Life After Dementia Can Still Be Sweet
Dementia doesn’t decrease enjoyment of the world and all it has to offer. In fact, patients may enjoy simple things even more than they did before the onset of their disease. For them, the stress of adult life—finances, worries about achievement, schedules—are melting away. What remains is “now”: the smell of fresh-baked bread, the laugh of a grandchild, roses blooming outside a window, a game of golf or balloon volleyball.
A man and woman who both had early dementia fell in love and got married. Listening to music, holding hands, a nice dinner—simple pleasures like these make life worth living, even after a dementia diagnosis. I’ve worked with elders who, with help, still love to bake cookies or to take pictures. One couple went dancing regularly, well into the wife’s dementia.

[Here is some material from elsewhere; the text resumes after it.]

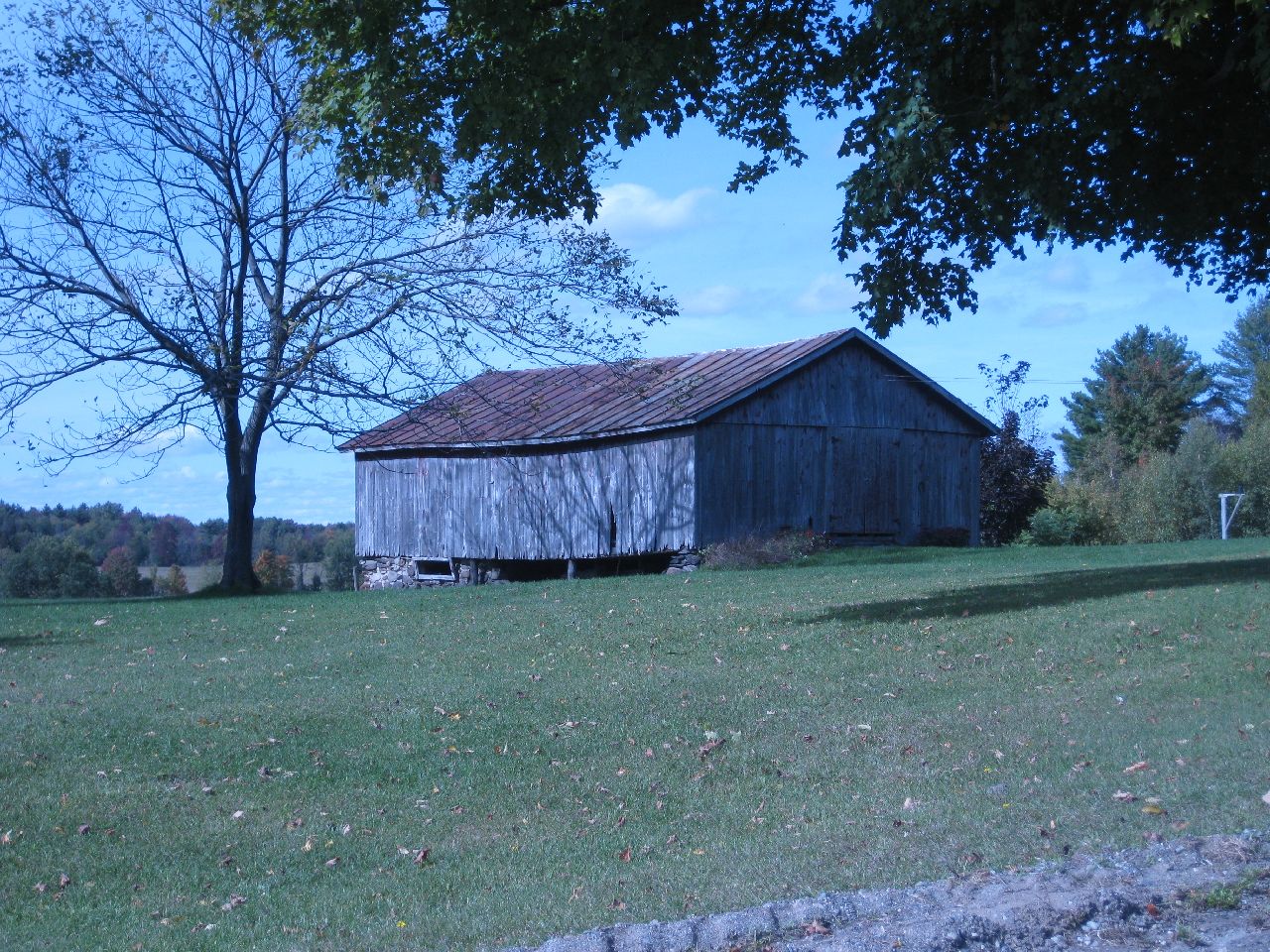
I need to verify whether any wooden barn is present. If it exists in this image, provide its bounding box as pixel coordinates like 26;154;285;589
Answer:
340;330;994;586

They both loved it.
Unbelievable as it may seem now, when you’re just getting used to the idea, the quality of your family’s life could even improve with dementia.
The father who never had time for his family is now just happy to have someone to hold hands with and chat. One son reported that he had a much better relationship with his mother after she was diagnosed with dementia. “Mom was always nicer to company than she was to us children, and when she forgot who we were, she was much more pleasant to be with.” His mother moved to a care facility where she was much better supported and engaged. She was happier than she had been when she was at home and when he was growing up.

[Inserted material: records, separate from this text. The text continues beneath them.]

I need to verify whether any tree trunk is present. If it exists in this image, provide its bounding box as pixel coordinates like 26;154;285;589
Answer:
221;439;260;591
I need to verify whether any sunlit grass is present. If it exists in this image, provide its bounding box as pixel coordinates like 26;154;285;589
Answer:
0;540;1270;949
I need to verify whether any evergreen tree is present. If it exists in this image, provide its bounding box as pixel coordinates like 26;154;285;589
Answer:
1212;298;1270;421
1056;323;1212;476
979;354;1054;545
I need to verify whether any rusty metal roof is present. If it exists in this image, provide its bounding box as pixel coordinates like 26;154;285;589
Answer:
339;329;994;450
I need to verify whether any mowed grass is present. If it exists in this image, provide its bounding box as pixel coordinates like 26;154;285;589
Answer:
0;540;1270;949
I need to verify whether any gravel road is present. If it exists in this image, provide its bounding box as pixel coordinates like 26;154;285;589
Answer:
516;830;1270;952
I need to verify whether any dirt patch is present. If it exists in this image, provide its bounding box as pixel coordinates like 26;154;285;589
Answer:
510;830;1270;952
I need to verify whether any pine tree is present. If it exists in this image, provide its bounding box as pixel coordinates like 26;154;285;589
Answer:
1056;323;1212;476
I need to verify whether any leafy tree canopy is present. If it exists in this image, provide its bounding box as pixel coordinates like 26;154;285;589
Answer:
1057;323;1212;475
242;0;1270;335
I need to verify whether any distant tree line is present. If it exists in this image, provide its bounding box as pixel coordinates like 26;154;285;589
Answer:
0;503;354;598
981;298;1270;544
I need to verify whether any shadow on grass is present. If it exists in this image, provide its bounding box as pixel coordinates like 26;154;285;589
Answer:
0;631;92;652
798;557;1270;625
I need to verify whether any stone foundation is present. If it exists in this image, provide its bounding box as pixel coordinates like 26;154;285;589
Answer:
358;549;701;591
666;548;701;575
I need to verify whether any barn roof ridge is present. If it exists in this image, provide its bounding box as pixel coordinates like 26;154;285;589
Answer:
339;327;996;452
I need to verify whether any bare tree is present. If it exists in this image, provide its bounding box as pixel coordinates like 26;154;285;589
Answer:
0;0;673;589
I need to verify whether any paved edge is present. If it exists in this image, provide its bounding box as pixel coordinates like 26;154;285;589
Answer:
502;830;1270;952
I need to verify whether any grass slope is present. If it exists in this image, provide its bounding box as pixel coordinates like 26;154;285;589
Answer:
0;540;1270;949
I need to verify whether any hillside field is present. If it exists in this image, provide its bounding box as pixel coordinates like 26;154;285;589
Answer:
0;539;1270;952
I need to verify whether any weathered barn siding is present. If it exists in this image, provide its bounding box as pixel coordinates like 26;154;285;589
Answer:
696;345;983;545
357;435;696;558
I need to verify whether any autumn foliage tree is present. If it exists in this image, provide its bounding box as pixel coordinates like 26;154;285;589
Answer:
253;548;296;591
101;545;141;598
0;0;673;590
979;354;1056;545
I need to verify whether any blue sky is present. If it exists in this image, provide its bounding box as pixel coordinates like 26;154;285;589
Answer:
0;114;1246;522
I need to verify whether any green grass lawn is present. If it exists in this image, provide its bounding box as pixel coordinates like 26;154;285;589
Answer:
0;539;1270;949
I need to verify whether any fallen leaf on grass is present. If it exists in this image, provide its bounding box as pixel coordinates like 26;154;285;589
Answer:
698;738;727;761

Um, Why Was I Angry, Again?
One of my patients once was a successful attorney. Before alcoholic dementia and frontal dementia impaired her, she was a force of nature. She was used to being in charge and tolerated little disagreement from her family or employees. When her daughter moved across the country after college, then stayed away for family and professional reasons, the woman was angry and resentful for years.
Yet as the mother’s dementia progressed, she began to mellow. She was still demanding, but she forgot many of the reasons she’d been angry with her daughter. When her daughter eventually returned home to help with her care, the two enjoyed a more placid relationship than they had in years.

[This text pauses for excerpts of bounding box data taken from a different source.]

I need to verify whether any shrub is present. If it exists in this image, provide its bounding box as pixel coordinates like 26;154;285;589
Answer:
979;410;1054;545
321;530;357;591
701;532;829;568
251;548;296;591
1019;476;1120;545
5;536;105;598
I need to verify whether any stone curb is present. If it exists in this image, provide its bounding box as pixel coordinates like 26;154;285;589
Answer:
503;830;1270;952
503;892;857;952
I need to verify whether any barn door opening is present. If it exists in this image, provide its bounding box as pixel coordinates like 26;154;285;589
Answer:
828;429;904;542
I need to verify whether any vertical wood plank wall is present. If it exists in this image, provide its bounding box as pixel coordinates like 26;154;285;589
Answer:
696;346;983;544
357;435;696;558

The patient had aphasia, a loss of language functions, such as speaking, understanding what others say, and naming common objects, which is sometimes seen in Alzheimer’s disease. But at Thanksgiving, she was able to tell her daughter, simply, that she was grateful that her child was home. She was living in the moment, not the past.
Though the daughter could not say so to her mother, she was thankful that the dementia had melted away her petty disagreements so that they could have that talk.

Expert Advice: Slow Down, Take Time to Understand
Tiffany Mikles has been working with elders in the San Francisco Bay Area as a certified senior adviser since 1988. While managing a dementia care unit, she saw that the families of her patients also needed help. She founded Dementia Care Coaching in 2006 to educate and support those families, and she also runs support groups.
Here are her thoughts on the early days after a dementia diagnosis.
“Often, it’s the families that panic. They want to put things in place, get a caregiver in the house right away. They say, ‘You can’t go for a walk if you have Alzheimer’s, you can’t live alone if you have Alzheimer’s.’
“I encourage families to step back. Someone you love has just been diagnosed with dementia, but tomorrow is going to be much the same as today. It really is. People with early-stage dementia can often function pretty well.
“We do need a plan for the future, but we don’t need drastic measures right away. We need to learn about the disease, to educate ourselves.”